Previously, the Mississippi largely wandered wherever it liked, with floods replenishing marshlands up and down the coast with the sediments they carried. Deprived of those sediments for the past 80 years, the marshy Louisiana coast has steadily subsided, sinking into the Gulf of Mexico.

Now, with the Mississippi having been loosed through the Morganza spillway into the Atchafalaya Basin, scientists are using the great flood of 2011 as an opportunity to study how these waters might replenish wetlands when they reach the coast.

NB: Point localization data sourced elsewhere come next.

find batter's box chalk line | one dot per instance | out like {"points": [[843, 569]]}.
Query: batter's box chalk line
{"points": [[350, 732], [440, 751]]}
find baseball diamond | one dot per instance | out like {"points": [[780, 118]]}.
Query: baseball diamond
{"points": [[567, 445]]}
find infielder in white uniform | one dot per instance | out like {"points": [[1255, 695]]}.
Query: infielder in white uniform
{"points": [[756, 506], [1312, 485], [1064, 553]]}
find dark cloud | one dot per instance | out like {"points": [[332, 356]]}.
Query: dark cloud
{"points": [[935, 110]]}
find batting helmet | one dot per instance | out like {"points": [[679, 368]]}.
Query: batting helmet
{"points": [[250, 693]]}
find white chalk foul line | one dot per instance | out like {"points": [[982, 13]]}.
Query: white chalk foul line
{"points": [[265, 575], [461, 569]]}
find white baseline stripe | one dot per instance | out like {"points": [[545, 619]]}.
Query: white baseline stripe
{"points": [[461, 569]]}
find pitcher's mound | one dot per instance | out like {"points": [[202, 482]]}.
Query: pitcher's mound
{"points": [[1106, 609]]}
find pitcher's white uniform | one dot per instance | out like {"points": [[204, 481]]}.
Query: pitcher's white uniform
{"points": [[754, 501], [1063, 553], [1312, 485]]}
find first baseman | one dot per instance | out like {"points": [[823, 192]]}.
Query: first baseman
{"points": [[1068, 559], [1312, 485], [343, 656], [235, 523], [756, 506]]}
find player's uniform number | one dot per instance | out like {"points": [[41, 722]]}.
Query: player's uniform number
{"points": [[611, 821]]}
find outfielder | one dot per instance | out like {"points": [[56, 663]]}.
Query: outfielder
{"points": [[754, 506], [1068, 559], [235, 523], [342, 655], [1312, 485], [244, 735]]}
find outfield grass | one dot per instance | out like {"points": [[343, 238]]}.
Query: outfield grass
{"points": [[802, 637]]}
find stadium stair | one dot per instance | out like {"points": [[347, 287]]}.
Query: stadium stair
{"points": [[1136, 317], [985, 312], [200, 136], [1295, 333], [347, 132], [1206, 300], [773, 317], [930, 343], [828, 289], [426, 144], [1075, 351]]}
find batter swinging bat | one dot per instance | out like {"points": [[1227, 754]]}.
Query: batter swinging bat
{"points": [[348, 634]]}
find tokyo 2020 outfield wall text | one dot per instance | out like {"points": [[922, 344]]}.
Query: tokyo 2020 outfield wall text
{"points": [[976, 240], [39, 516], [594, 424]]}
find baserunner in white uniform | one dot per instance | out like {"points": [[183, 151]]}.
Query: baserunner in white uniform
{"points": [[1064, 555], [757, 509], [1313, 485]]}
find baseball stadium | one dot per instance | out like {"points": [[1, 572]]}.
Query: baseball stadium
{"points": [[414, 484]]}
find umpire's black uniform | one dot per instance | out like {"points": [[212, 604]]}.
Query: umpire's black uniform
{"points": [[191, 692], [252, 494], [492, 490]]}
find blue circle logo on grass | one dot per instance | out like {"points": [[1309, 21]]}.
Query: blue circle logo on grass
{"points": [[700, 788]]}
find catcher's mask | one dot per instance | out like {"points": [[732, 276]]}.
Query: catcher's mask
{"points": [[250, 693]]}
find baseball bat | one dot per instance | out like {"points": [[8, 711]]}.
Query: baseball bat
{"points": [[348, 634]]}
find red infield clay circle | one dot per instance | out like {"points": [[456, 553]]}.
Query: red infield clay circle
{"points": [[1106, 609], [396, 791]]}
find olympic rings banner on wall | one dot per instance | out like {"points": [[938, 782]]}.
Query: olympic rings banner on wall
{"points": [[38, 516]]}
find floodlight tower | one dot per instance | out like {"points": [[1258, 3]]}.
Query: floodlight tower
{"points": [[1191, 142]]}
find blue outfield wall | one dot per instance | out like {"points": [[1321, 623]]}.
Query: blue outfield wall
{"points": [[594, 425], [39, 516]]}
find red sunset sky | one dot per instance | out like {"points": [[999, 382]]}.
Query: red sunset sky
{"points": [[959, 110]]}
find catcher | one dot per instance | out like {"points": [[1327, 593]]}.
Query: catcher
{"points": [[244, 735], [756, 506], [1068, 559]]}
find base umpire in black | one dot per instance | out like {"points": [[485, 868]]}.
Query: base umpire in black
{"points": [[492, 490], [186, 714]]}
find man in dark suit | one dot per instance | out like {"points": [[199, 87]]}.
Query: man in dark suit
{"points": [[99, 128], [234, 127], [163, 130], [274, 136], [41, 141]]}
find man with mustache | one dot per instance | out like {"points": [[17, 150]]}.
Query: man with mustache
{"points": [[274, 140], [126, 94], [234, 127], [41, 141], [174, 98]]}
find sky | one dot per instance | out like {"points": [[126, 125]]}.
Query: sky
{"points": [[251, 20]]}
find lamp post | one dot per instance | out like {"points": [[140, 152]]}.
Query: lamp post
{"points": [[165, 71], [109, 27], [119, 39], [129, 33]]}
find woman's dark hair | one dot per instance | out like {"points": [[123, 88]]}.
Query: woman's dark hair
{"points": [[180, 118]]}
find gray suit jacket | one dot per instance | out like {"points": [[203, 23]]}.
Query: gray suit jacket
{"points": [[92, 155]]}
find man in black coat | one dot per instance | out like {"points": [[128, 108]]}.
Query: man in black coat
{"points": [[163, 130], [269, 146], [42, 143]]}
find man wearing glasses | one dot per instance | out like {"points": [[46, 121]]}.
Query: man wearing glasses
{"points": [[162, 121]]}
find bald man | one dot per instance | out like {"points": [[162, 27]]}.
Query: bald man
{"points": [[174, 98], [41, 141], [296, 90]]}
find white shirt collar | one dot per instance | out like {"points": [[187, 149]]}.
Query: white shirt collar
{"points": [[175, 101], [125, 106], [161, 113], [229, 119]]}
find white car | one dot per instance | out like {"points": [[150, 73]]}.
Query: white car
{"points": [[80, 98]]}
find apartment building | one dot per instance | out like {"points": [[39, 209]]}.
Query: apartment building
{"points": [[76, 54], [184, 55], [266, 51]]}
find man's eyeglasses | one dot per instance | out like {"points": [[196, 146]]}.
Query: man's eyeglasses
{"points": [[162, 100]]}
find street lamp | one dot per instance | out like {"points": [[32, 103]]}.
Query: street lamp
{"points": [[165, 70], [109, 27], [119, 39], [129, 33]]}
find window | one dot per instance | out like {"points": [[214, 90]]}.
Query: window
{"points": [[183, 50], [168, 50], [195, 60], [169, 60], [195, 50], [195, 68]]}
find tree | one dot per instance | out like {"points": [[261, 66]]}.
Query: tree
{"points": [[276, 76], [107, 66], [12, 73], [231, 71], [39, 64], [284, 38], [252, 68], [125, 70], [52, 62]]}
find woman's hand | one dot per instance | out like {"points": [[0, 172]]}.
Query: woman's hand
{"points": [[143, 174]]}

Moreover, they are promoting the idea of building more such spillways, which would not only help contain future flooding, but also would help strategically replenish wetlands along more of the Louisiana coast.

“In the Delta region, we trade off preventing regular, small-scale floods with having infrequent but catastrophic large floods,” says Douglas Jerolmack, professor of earth sciences at the University of Pennsylvania. “And by preventing the river from flooding most of the time, we’re also preventing the natural deposit of silt in the marshes needed to maintain the wetlands.”

Protecting New Orleans

Without the Old River control station and the Morganza spillway north of Baton Rouge, La., it is possible that sometime in the past 30 years the Mississippi could have changed course completely – captured by the Atchafalaya River, which offers a steeper, more direct route to the Gulf, Dr. Jerolmack says.

As of Wednesday, the Mississippi had crested at 17.1 feet at New Orleans and was expected to remain at that level through the rest of the week. While the metro New Orleans area seems to be safe, however, as many as 25,000 people who live near the Atchafalaya River Basin west of the city have evacuated in anticipation of flooding from the opening of the Morganza spillway.